Get Politics And Religious Bigotry Out of The Law
Karl Denninger

We're supposed to be better than that, and maybe we finally are.....

For the first time, a majority of Republicans are in favor of legalizing marijuana, according to a Gallup poll out Wednesday.

Fifty-one percent of Republicans tell Gallup that, yes, marijuana should be legal, up from 42 percent last year.

That support has led to a whopping two-thirds of Americans (64 percent) supporting pot legalization, the highest ever recorded by Gallup. Gallup has data on the question since 1969.

Marijuana was made illegal in the United States on the back of a campaign financed and promoted by the Hearst paper empire, which was deeply concerned about the ability of hemp to displace wood pulp for paper production.  The Hearsts owned vast expanses of pulp wood forest along with newspapers and used the latter to protect the former by driving public opinion about marijuana -- thereby effectively outlawing hemp.

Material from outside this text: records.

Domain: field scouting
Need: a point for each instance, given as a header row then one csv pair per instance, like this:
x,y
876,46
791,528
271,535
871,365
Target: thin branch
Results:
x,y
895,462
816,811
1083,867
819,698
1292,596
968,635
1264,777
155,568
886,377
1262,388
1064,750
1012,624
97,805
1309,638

Then there was the raw xenophobic and intentional lies spun in movies like Reefer Madness, which made the claim that Mexicans like to smoke weed (possibly true) but after doing so inevitably became raving animals who would uncontrollably******white women.  It was therefore essential to prohibit marijuana, you see.

That is what actually happened folks.  It was an intentional lie then and still is today.

Laws are not supposed to be predicated on lies, and when they are and the lie is discovered the government has an obligation to scrap said law.  Yet for decades it has refused to do exactly that.

Today we have jackwads like Jeff Sessions who still want to run this sort of crap -- a morality-based play that essentially argues that a plant should be illegal to grow, possess and consume because he thinks its bad.  "Good people don't smoke pot", basically, is his argument, and while he's certainly entitled to his opinion enforcing that opinion by law is another matter entirely.

Leave the medicinal argument aside for a moment (which is quite strong as well, I remind you.)  After all I've been known to gargle with a shot of scotch when I have sore throat.  Whether that's "safe and effective" isn't really the point; what's on-point is that I have every right to put ethanol in my body should I so choose and the risks and benefits of doing so are mine.

In a land where we have an opiod epidemic (which, I remind you, is driven not by illegal drugs but by doctors pushing this crap on people who they know are at high risk of physical addiction) I can find no argument at all for maintaining marijuana, a drug that is not physically addictive, as an illegal substance when even some small percentage of those who might seek a pain script from a doctor would likely instead choose to toke up a joint.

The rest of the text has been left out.